The seven photos in Sofia Sinibaldi’s small show at Chapter NY were made through a process combining photography and scans, printed on tissue paper and covered with acrylic glass. The results are painterly, almost abstract, but still showing familiar traces of Downtown: the gallery’s Tribeca location is not far from where Sinibaldi lives. You can spot it all—a one-cent coin, its copper color so recognizable; a yellow taxi; a street corner—but the technique produces layered, impressionistic views of the city. No Corner, No Quarter (2024) is an intervention in the space, the acrylic film placed directly on the gallery’s back window, which overlooks a parking lot. It’s proof of concept: a site-specific work that, in lieu of depicting the city, participates in it.

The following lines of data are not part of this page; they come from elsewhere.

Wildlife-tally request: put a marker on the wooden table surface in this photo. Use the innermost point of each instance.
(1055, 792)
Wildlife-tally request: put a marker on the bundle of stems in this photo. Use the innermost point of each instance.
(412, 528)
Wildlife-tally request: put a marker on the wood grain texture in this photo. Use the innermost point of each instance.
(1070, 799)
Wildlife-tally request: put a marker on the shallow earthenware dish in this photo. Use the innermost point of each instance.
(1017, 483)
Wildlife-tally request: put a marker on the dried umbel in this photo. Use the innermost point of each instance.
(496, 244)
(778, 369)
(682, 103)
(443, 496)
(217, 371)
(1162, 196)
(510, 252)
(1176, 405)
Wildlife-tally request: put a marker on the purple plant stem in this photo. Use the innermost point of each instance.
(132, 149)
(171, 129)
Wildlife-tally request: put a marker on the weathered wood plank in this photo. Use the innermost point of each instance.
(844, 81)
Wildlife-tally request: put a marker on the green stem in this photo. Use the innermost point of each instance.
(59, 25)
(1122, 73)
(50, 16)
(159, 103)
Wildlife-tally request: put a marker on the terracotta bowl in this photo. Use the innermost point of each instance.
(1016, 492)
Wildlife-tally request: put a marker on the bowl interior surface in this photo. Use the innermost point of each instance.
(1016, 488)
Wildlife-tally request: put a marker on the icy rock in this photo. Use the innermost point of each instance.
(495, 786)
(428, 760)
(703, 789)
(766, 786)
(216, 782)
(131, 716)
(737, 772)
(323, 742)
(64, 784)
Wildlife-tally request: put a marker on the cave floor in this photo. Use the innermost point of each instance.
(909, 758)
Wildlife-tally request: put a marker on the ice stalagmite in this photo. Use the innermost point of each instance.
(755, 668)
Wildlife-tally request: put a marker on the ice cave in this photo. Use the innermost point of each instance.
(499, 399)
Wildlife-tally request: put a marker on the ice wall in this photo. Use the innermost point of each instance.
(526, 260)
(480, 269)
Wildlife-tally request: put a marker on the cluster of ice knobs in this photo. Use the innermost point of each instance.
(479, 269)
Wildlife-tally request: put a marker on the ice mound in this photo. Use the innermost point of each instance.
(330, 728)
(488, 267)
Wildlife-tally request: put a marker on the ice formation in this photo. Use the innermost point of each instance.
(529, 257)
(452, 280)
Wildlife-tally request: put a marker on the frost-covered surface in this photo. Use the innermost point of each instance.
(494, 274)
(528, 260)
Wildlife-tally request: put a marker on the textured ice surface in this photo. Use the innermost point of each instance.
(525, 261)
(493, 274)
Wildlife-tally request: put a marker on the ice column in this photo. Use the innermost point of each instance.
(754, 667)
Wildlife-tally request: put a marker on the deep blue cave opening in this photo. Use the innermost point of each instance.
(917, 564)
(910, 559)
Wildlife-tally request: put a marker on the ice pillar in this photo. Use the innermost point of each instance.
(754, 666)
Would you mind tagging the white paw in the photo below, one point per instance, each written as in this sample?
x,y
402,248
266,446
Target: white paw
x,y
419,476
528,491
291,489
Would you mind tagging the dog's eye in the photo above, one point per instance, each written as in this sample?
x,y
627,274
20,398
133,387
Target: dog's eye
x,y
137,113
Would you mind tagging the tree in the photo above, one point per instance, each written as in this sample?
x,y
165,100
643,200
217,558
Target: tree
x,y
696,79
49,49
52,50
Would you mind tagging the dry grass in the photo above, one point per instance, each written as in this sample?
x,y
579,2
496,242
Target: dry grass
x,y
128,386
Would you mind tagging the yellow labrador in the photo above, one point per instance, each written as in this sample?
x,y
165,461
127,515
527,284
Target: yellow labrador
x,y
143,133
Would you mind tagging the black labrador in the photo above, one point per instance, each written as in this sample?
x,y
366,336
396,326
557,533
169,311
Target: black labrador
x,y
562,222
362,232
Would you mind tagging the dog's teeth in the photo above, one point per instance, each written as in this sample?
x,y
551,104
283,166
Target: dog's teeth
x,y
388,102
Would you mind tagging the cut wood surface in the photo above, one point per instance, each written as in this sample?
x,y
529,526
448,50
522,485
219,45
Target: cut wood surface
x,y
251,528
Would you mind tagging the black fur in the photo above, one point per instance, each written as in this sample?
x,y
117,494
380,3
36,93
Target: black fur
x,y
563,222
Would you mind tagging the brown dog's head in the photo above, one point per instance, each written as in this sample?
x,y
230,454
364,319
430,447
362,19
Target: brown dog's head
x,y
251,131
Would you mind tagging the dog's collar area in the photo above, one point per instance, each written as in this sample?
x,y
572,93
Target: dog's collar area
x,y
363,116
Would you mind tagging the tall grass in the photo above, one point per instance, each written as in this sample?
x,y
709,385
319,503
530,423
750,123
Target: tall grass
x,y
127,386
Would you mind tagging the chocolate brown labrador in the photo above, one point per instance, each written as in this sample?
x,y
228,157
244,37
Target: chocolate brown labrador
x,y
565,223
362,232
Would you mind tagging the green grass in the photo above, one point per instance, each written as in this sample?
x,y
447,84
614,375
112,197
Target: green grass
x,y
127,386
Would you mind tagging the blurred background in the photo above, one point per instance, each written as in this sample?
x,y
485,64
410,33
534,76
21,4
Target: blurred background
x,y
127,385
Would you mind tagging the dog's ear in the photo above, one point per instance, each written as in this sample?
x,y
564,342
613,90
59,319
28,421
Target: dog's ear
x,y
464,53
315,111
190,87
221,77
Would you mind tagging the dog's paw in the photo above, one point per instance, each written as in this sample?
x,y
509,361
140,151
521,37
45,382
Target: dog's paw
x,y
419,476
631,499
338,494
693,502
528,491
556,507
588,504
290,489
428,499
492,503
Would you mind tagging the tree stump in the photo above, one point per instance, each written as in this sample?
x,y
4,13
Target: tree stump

Anna Rubin’s video The Gram (2024) at Maxwell Graham conjures a similar sense of the distant and familiar. Rubin attaches a GoPro camera to a homing pigeon headed from midtown back to the artist’s studio in the Bronx. It’s a twenty-six-minute journey, soundtracked by flapping wings and the whoosh of the wind. I feel like I’ve seen art about homing pigeons before—the details of their voyages a mystery to their humans, their arrival expected, still always a bit of a surprise—but here the journey feels unstable, uncertain, vulnerable. Rubin exhibits only two videos, projected onto opposite walls of the gallery. Super Gift (2024) is almost two hours long and depicts the contents of a nearby shop. Rolls of tape and toys and juicers and price stickers fill the frame, the work lasting for as long as it took to inventory the stuff for sale. Both works display a single gesture in the time it takes to make it. This simple conceit nods to experimental cinema, but its contradictions—fast, slow; looking down, looking across; a big city, a crowded interior—destabilize time and place and the camera’s exploration of them.

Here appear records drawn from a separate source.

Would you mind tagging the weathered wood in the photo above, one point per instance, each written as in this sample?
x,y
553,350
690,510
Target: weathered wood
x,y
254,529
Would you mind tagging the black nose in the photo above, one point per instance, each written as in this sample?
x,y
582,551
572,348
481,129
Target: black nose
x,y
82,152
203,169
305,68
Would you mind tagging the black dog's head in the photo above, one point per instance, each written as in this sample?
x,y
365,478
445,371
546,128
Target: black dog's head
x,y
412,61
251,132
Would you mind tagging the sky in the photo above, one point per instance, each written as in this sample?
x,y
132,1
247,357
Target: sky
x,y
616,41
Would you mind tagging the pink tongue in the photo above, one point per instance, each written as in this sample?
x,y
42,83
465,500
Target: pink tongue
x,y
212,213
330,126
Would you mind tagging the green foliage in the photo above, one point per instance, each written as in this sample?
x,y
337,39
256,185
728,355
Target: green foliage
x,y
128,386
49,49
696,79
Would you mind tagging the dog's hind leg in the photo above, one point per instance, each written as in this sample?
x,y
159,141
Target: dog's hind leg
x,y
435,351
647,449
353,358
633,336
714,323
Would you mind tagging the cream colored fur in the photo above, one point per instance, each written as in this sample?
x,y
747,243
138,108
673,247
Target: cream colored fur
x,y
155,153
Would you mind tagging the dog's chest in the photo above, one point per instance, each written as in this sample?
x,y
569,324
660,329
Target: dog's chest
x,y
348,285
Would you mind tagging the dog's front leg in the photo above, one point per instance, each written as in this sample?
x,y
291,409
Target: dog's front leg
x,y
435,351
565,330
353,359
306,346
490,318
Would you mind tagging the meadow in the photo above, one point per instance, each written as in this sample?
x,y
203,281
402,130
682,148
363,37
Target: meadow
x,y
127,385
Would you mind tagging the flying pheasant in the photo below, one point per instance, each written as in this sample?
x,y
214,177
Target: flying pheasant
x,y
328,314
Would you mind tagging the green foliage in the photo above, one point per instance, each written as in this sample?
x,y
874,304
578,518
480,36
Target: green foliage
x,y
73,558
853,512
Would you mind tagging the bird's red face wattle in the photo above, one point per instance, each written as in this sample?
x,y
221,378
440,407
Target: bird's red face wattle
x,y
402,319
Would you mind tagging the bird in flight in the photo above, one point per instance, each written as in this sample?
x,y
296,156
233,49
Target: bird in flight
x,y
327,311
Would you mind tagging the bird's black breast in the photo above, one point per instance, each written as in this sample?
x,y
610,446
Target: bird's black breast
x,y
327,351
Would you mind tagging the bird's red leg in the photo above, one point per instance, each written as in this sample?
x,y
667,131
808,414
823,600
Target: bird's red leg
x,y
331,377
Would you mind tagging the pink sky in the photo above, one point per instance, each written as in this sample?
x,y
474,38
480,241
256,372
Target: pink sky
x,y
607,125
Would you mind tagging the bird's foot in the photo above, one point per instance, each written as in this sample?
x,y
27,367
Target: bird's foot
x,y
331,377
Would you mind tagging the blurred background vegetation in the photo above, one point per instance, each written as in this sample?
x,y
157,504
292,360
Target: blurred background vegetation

Another single gesture: at Hauser & Wirth, Jason Rhoades’s “Drive II” includes five cars displayed in the gallery space like found objects. A Duchampian flourish with a distinctly Los Angeles touch, Rhoades’s cars are not like John Chamberlain sculptures: it’s not about the aesthetic of the object. It’s the car itself. The show includes a video where Rhoades drives Hans Ulrich Obrist around Los Angeles and talks to the curator about the grace of the internal combustion engine and his desire to create a piece where a car would take visitors to and from the exhibition, so that the ride itself would be the work. The show looks at something so overdone—car culture in Los Angeles—and through humor, romance, and boyish enthusiasm turns it into a story about an artist’s own point of view on the world.

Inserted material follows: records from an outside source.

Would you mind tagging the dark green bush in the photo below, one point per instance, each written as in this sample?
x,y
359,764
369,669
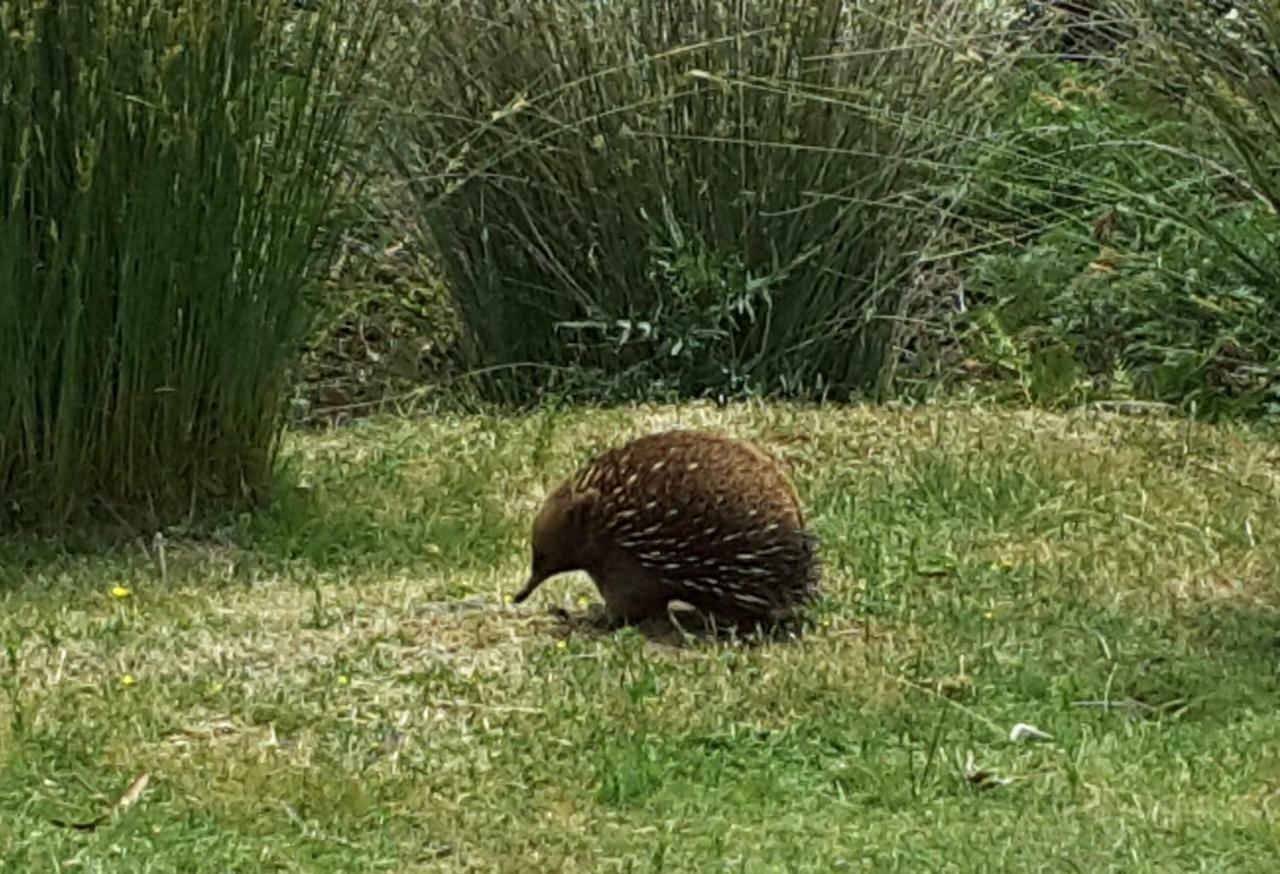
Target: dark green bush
x,y
699,196
165,172
1138,266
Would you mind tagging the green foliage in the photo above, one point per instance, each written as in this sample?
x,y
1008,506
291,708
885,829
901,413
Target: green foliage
x,y
696,197
309,695
167,170
1141,270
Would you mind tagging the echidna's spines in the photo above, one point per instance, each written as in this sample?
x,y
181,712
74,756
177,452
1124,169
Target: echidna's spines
x,y
682,515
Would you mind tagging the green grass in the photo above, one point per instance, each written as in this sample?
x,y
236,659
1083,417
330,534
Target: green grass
x,y
337,685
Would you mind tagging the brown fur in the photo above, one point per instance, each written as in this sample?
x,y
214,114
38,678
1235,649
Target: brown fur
x,y
680,516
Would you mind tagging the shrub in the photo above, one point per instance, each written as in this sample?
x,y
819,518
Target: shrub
x,y
1142,269
711,197
165,172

There is a very different text to be written about “America” and “paradise” in late 2024. But these works and their different perspectives on history, the city, and the universe suggest that art can be something other than a screen onto which to project contemporary anxieties, like a bad dream that returns every four years. Instead, they are reminders of the many different ways of seeing the world in which we live, with all its neglect and romance, concerns and optimism, movement and enthusiasm, and very busy streets.